I miei sottotitoli...

Parto da un presupposto: non ho assolutamnte niente contro i doppiatori italiani, anzi. Spesso il loro lavoro da qualcosa in più ad attori che con questo mestiere hanno in realtà poco a che fare. Da un annetto a questa parte però, non sopportando l'attesa di conoscere le vicissitudini dei miei beniamini "telefilmici", ho iniziato a seguire molte serie appena dopo la loro uscita nel paese di origine (generalmente America o Inghilterra), quindi in lungua originale e con i sottotitoli curati da vari gruppi di traduttori appassionati. Be', posso dire che mi si è aperto un mondo. Adesso posso apprezzare le serie nella loro completezza e originalità, giudicando l'intera opera e il lavoro degli attori in maniera differente da quanto non facessi prima. E questa abitudine mi ha portato ad iniziare ad avere fastidio, in alcuni casi, nel vedere un personaggio doppiato.

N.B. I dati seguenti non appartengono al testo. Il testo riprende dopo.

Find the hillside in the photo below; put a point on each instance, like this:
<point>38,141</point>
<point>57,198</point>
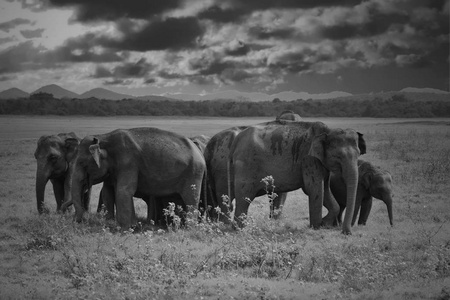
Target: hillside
<point>101,93</point>
<point>13,93</point>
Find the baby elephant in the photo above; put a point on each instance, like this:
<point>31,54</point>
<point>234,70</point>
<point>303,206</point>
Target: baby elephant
<point>372,182</point>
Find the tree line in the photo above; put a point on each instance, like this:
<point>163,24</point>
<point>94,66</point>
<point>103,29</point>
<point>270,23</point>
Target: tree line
<point>397,106</point>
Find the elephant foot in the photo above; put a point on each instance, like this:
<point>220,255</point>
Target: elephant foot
<point>329,222</point>
<point>346,232</point>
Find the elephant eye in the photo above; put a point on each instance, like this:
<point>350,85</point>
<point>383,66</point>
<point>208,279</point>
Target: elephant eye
<point>52,157</point>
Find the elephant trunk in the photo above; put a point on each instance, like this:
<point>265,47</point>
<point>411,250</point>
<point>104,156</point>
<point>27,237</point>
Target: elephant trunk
<point>350,174</point>
<point>73,194</point>
<point>41,182</point>
<point>388,200</point>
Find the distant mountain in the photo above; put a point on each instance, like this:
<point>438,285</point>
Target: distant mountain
<point>423,90</point>
<point>422,95</point>
<point>13,93</point>
<point>255,96</point>
<point>101,93</point>
<point>56,91</point>
<point>155,98</point>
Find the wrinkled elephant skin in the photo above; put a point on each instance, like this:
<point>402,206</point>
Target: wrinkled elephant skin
<point>372,182</point>
<point>156,205</point>
<point>139,162</point>
<point>52,164</point>
<point>297,155</point>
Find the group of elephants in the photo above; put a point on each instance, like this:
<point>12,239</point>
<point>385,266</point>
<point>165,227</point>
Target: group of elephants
<point>161,166</point>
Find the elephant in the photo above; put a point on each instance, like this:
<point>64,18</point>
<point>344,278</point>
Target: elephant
<point>141,162</point>
<point>372,182</point>
<point>52,164</point>
<point>288,115</point>
<point>297,155</point>
<point>216,156</point>
<point>155,205</point>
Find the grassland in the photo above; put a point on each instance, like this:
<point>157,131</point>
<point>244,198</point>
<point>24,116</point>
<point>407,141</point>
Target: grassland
<point>51,257</point>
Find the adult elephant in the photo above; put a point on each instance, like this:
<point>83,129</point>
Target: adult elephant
<point>155,206</point>
<point>52,164</point>
<point>216,155</point>
<point>139,162</point>
<point>297,155</point>
<point>373,182</point>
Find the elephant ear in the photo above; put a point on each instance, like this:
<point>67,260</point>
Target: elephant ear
<point>71,145</point>
<point>361,144</point>
<point>317,147</point>
<point>97,152</point>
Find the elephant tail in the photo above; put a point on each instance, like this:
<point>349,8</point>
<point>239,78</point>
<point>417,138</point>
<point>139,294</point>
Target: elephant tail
<point>230,177</point>
<point>204,192</point>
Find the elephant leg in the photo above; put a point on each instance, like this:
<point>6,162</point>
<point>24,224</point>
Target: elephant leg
<point>313,186</point>
<point>277,205</point>
<point>100,202</point>
<point>366,206</point>
<point>339,217</point>
<point>330,204</point>
<point>87,199</point>
<point>152,209</point>
<point>225,208</point>
<point>125,189</point>
<point>359,197</point>
<point>58,190</point>
<point>107,200</point>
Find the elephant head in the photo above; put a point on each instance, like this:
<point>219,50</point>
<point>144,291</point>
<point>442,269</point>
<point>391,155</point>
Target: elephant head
<point>376,183</point>
<point>288,115</point>
<point>52,164</point>
<point>338,150</point>
<point>88,166</point>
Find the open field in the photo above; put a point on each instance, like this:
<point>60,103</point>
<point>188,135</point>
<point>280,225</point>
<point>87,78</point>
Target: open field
<point>51,257</point>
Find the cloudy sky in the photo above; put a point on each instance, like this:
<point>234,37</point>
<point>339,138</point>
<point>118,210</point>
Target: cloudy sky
<point>143,47</point>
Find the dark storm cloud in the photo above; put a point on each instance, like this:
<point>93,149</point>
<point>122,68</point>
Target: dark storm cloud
<point>167,34</point>
<point>138,69</point>
<point>167,75</point>
<point>216,67</point>
<point>110,10</point>
<point>150,81</point>
<point>6,78</point>
<point>222,15</point>
<point>268,4</point>
<point>81,49</point>
<point>7,26</point>
<point>236,10</point>
<point>26,56</point>
<point>263,33</point>
<point>377,23</point>
<point>238,49</point>
<point>117,81</point>
<point>31,34</point>
<point>20,57</point>
<point>101,72</point>
<point>298,61</point>
<point>7,40</point>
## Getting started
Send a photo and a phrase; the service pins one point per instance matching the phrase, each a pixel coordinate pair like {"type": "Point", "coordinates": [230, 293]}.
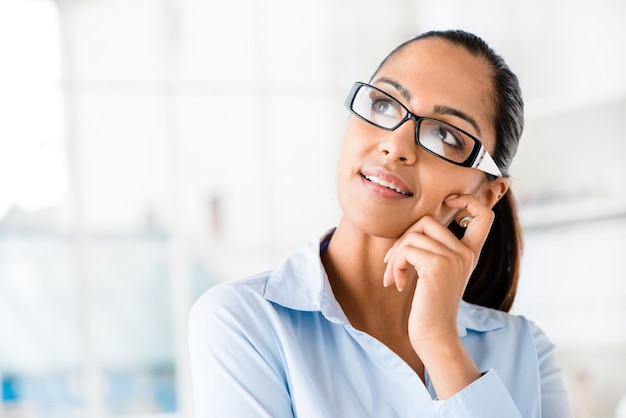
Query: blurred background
{"type": "Point", "coordinates": [152, 148]}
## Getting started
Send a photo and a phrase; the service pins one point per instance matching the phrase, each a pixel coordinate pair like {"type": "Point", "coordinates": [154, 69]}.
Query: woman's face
{"type": "Point", "coordinates": [432, 78]}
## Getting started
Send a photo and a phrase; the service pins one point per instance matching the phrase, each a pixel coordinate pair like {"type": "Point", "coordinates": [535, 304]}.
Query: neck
{"type": "Point", "coordinates": [355, 267]}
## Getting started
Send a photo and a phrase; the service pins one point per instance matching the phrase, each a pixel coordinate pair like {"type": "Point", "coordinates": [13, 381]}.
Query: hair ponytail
{"type": "Point", "coordinates": [494, 281]}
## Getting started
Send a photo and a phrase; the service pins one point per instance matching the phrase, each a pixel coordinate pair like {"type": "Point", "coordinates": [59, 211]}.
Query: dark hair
{"type": "Point", "coordinates": [494, 281]}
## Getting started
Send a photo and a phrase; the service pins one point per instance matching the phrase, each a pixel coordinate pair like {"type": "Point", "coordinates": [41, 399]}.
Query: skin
{"type": "Point", "coordinates": [397, 271]}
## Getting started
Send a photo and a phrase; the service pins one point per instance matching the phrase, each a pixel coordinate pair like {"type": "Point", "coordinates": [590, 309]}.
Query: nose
{"type": "Point", "coordinates": [399, 145]}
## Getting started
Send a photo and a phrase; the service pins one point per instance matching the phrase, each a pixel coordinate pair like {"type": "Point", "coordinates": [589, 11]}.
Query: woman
{"type": "Point", "coordinates": [369, 321]}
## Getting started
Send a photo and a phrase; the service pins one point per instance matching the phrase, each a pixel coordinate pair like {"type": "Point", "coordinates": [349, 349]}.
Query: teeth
{"type": "Point", "coordinates": [385, 184]}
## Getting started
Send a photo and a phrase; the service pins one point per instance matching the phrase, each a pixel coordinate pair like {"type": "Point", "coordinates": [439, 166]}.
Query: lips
{"type": "Point", "coordinates": [388, 181]}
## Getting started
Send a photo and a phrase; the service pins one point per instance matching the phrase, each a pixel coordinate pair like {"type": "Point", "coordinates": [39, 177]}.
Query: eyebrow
{"type": "Point", "coordinates": [438, 109]}
{"type": "Point", "coordinates": [399, 87]}
{"type": "Point", "coordinates": [445, 110]}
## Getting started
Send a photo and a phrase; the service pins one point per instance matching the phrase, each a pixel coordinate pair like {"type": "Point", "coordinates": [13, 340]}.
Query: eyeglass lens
{"type": "Point", "coordinates": [384, 111]}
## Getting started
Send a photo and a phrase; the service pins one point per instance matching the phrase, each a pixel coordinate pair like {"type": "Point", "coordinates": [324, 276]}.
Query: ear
{"type": "Point", "coordinates": [492, 191]}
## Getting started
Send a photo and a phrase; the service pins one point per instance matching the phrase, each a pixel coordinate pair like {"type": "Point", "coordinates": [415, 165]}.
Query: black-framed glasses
{"type": "Point", "coordinates": [437, 137]}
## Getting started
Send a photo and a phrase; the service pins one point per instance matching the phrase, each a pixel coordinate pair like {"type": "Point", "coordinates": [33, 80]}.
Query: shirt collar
{"type": "Point", "coordinates": [301, 283]}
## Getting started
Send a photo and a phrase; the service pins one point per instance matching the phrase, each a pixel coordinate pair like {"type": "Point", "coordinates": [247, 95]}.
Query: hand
{"type": "Point", "coordinates": [441, 264]}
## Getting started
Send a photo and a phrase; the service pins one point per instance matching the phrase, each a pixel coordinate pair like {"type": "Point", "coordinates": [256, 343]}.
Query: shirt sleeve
{"type": "Point", "coordinates": [489, 397]}
{"type": "Point", "coordinates": [235, 365]}
{"type": "Point", "coordinates": [554, 396]}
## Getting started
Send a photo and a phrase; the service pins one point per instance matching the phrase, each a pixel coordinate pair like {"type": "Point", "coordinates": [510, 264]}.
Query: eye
{"type": "Point", "coordinates": [448, 137]}
{"type": "Point", "coordinates": [383, 105]}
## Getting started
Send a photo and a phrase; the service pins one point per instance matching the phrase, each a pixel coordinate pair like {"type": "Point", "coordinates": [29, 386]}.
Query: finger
{"type": "Point", "coordinates": [481, 220]}
{"type": "Point", "coordinates": [402, 270]}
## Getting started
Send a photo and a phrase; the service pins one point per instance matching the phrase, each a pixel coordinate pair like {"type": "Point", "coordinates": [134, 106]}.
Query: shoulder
{"type": "Point", "coordinates": [475, 318]}
{"type": "Point", "coordinates": [231, 302]}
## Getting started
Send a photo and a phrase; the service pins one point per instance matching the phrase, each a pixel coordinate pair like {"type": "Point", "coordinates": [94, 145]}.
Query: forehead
{"type": "Point", "coordinates": [437, 72]}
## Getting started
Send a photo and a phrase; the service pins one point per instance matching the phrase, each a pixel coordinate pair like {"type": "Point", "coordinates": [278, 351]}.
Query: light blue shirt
{"type": "Point", "coordinates": [279, 345]}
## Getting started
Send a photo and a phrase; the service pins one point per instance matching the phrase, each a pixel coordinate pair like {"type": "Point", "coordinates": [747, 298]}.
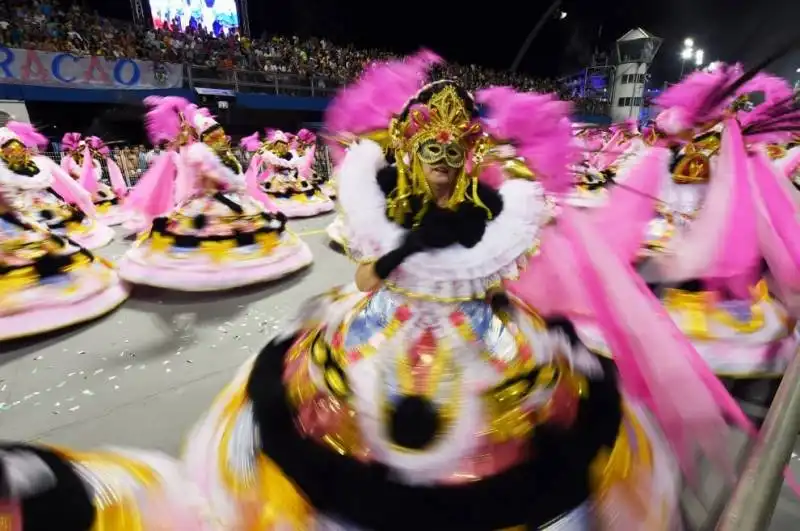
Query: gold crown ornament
{"type": "Point", "coordinates": [439, 131]}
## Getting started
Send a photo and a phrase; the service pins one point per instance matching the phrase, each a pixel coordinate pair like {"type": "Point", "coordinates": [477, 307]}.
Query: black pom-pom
{"type": "Point", "coordinates": [500, 302]}
{"type": "Point", "coordinates": [414, 423]}
{"type": "Point", "coordinates": [694, 286]}
{"type": "Point", "coordinates": [200, 221]}
{"type": "Point", "coordinates": [51, 265]}
{"type": "Point", "coordinates": [564, 325]}
{"type": "Point", "coordinates": [160, 224]}
{"type": "Point", "coordinates": [243, 239]}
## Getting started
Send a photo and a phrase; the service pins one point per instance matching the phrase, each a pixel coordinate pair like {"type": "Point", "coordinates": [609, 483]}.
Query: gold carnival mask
{"type": "Point", "coordinates": [15, 153]}
{"type": "Point", "coordinates": [280, 148]}
{"type": "Point", "coordinates": [433, 152]}
{"type": "Point", "coordinates": [217, 139]}
{"type": "Point", "coordinates": [439, 131]}
{"type": "Point", "coordinates": [695, 164]}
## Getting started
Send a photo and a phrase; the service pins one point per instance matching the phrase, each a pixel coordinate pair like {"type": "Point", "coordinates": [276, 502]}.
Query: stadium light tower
{"type": "Point", "coordinates": [687, 53]}
{"type": "Point", "coordinates": [244, 18]}
{"type": "Point", "coordinates": [551, 11]}
{"type": "Point", "coordinates": [698, 58]}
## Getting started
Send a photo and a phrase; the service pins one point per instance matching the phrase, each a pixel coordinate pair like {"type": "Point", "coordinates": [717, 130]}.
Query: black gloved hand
{"type": "Point", "coordinates": [500, 302]}
{"type": "Point", "coordinates": [392, 260]}
{"type": "Point", "coordinates": [438, 228]}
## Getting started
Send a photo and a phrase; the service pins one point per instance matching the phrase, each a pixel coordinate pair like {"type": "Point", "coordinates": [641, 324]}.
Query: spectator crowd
{"type": "Point", "coordinates": [51, 25]}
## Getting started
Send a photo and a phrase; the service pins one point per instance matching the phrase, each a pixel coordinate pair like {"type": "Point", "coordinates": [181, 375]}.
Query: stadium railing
{"type": "Point", "coordinates": [260, 82]}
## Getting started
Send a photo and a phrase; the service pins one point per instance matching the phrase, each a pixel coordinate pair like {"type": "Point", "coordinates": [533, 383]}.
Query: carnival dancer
{"type": "Point", "coordinates": [83, 160]}
{"type": "Point", "coordinates": [306, 146]}
{"type": "Point", "coordinates": [47, 282]}
{"type": "Point", "coordinates": [614, 161]}
{"type": "Point", "coordinates": [44, 488]}
{"type": "Point", "coordinates": [278, 169]}
{"type": "Point", "coordinates": [218, 236]}
{"type": "Point", "coordinates": [38, 188]}
{"type": "Point", "coordinates": [727, 272]}
{"type": "Point", "coordinates": [424, 386]}
{"type": "Point", "coordinates": [786, 158]}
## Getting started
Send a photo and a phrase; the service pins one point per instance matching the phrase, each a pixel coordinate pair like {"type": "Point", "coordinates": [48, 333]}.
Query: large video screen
{"type": "Point", "coordinates": [217, 16]}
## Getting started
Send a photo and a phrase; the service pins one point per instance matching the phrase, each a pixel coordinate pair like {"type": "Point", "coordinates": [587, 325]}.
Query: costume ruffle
{"type": "Point", "coordinates": [327, 394]}
{"type": "Point", "coordinates": [113, 488]}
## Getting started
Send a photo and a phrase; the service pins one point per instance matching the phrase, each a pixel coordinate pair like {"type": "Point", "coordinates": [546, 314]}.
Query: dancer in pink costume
{"type": "Point", "coordinates": [218, 235]}
{"type": "Point", "coordinates": [306, 146]}
{"type": "Point", "coordinates": [786, 158]}
{"type": "Point", "coordinates": [278, 169]}
{"type": "Point", "coordinates": [38, 188]}
{"type": "Point", "coordinates": [610, 163]}
{"type": "Point", "coordinates": [423, 397]}
{"type": "Point", "coordinates": [83, 160]}
{"type": "Point", "coordinates": [47, 282]}
{"type": "Point", "coordinates": [728, 275]}
{"type": "Point", "coordinates": [43, 488]}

E così ho iniziato a rivedermi alcuni film, che magari conoscevo a menadito, in lingua originale (ultimamente, ad esempio, ho visto il primo indimenticabile Rocky, ma anche il più recente Snatch o L'Esercito delle 12 Scimmie), apprezzandoli se possibile di più di quanto non li avessi apprezzati precedentemente. Ultimamente, ad esempio, mi è capitato di rivedere su Rai 4 alcune puntate delle sesta stagione di Doctor Who, ed essere costretto a girare dopo poco perché mi stava dando fastidio il doppiaggio riservato a Matt Smith dal pur ottimo Nanni Baldini (doppiatore, tra gli altri, di Stewie de I Griffin). Una questione di abitudini, è ovvio, ma ormai sono entrato nel tunnel dei sottotitoli...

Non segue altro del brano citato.